200 Plätze fallen bald weg

Flüchtlinge in Bunker? Unumgänglich, sagt Luzern

Im Notfall greift der Kanton Luzern auf unterirdische Orte zurück, an denen Flüchtlinge untergebracht werden können. Im Bild: Grüne-Kantonsrätin Laura Spring. (Bild: Symbolbild: Adobe Stock/zvg)

Ende Juni muss die Asylunterkunft Marienburg in Wikon schliessen. Noch sind dort 161 Flüchtlinge untergebracht. Gemäss der Regierung ist es unumgänglich, auf unterirdische Unterkünfte zurückzugreifen.

Für nicht weniger als 161 ukrainische Flüchtlinge muss der Kanton Luzern schon bald eine neue Bleibe finden. Noch sind diese in der temporären Asylunterkunft in Wikon untergebracht. Der Mietvertrag läuft bald aus, Ende Juni muss die Unterkunft schliessen. 200 Plätze fallen weg.

Die besagte Unterkunft sorgte in den letzten Monaten für Schlagzeilen (zentralplus berichtete). So klagten ukrainische Flüchtlinge über Demütigung und darüber, dass sie mit Geldbussen psychisch unter Druck gesetzt würden, wie die «Luzerner Zeitung» damals berichtete. Eine Aufsichts- und Kontrollkommission konnte keine Mängel feststellen.

Im Juni fallen 200 Plätze weg, der Kanton «prüft Optionen»

Doch wohin mit den Flüchtlingen? Das scheint auch der Kanton noch nicht so genau zu wissen. Wie der Regierungsrat in einer Antwort auf eine Anfrage von SVP-Kantonsrat Andy Wandeler festhält, prüfe er «verschiedene Optionen». Jene, welche alle Phasen des «Erstintegrationsprozesses» abgeschlossen hätten, würde der Kanton in einer Kantonswohnung platzieren. Dazu gehören jene, die unter anderem erste Deutschkenntnisse oder Wohnkompetenzen erlernt haben – wie Reinigen, Hygiene oder den Umgang mit Haushaltsgeräten. Für andere suche man einen Platz in einem anderen kantonalen Zentrum.

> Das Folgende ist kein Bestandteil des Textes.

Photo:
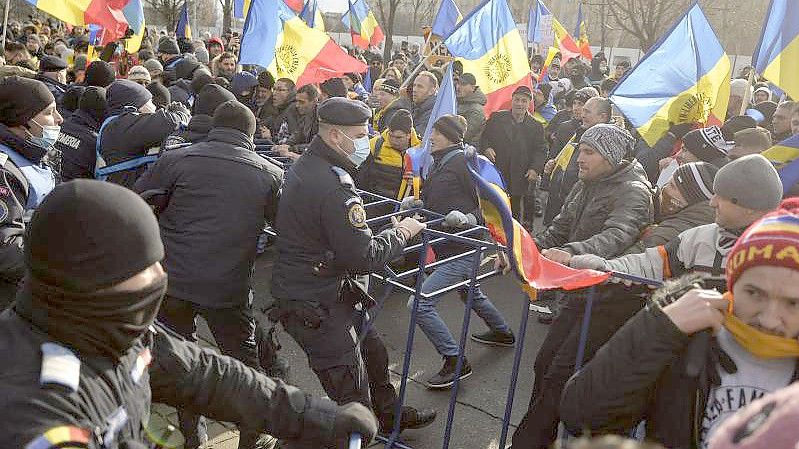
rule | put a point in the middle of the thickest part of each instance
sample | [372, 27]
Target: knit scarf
[761, 344]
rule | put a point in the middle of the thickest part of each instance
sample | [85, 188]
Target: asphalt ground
[481, 398]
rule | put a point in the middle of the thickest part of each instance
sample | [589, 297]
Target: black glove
[352, 418]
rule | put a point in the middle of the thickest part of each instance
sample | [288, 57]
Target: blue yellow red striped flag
[275, 38]
[364, 29]
[490, 47]
[785, 157]
[777, 56]
[534, 271]
[684, 78]
[183, 28]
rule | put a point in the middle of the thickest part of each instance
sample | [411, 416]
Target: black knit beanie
[232, 114]
[93, 102]
[71, 98]
[401, 121]
[21, 99]
[100, 73]
[453, 127]
[334, 87]
[127, 93]
[161, 95]
[695, 181]
[210, 98]
[88, 235]
[200, 79]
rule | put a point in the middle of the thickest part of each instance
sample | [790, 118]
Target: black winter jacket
[131, 135]
[642, 373]
[78, 145]
[603, 216]
[219, 195]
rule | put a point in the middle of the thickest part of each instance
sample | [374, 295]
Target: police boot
[410, 419]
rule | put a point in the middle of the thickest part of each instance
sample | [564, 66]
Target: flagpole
[5, 22]
[421, 65]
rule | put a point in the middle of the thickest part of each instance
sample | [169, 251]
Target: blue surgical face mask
[49, 136]
[361, 149]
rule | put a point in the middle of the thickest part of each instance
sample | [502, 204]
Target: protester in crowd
[169, 55]
[225, 65]
[762, 93]
[471, 102]
[283, 98]
[78, 139]
[588, 110]
[750, 141]
[681, 364]
[383, 171]
[133, 130]
[100, 74]
[306, 126]
[781, 121]
[211, 96]
[29, 127]
[155, 68]
[139, 75]
[53, 73]
[449, 190]
[389, 102]
[161, 96]
[425, 88]
[514, 141]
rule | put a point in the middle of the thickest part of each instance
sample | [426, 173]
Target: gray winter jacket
[603, 216]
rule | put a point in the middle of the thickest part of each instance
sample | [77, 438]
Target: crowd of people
[96, 332]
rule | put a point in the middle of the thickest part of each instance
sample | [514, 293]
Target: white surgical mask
[49, 136]
[361, 149]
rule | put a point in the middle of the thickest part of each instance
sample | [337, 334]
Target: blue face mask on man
[49, 136]
[361, 149]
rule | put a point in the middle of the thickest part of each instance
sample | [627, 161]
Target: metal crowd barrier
[473, 239]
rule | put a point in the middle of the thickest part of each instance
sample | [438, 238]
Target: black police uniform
[323, 242]
[204, 186]
[53, 397]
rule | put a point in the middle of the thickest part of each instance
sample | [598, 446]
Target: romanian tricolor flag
[312, 16]
[109, 14]
[534, 271]
[242, 7]
[684, 78]
[581, 31]
[447, 18]
[777, 56]
[785, 157]
[490, 47]
[363, 25]
[275, 38]
[183, 28]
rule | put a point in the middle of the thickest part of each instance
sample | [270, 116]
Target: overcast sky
[332, 5]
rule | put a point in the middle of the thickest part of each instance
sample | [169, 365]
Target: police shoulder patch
[357, 215]
[61, 437]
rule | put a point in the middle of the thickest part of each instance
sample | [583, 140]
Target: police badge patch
[357, 215]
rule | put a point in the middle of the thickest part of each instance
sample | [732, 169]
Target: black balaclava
[85, 237]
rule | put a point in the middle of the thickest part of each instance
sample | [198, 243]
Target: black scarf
[104, 323]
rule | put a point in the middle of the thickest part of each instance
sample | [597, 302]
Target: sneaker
[411, 419]
[495, 338]
[446, 377]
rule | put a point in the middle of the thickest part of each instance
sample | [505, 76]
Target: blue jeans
[428, 318]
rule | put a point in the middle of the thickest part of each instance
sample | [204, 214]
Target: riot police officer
[88, 358]
[323, 241]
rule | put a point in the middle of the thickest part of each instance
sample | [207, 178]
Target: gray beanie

SVP-Politiker Andy Wandeler stellte noch weitere Fragen. Ob dem Kanton Missbrauchsfälle bekannt seien und ob die Gefahr bestünde, dass Menschen anderer Nationalitäten ukrainische Pässe kaufen würden. Und nicht zuletzt, wie es mit dem «Arbeitspotential» der ukrainischen Flüchtlinge stünde und den Kosten.

Missbrauchsfälle im Zusammenhang mit der Asylunterkunft Marienburg seien der Regierung keine bekannt. Ob ein Schutzstatus zu Recht oder Unrecht erteilt wurde, könne er nicht sagen. Da verweist er auf den Bund. Wie auch bei der Frage, ob ukrainische Pässe von anderen Nationalitäten erkauft worden seien.

Marienbug in Wikon. Im Institutsteil rechts wohnen die Schutzbedürftigen aus der Ukraine
Die Marienbug in Wikon. Im Institutsteil rechts wohnen die Schutzbedürftigen aus der Ukraine. (Bild: Markus Mathis)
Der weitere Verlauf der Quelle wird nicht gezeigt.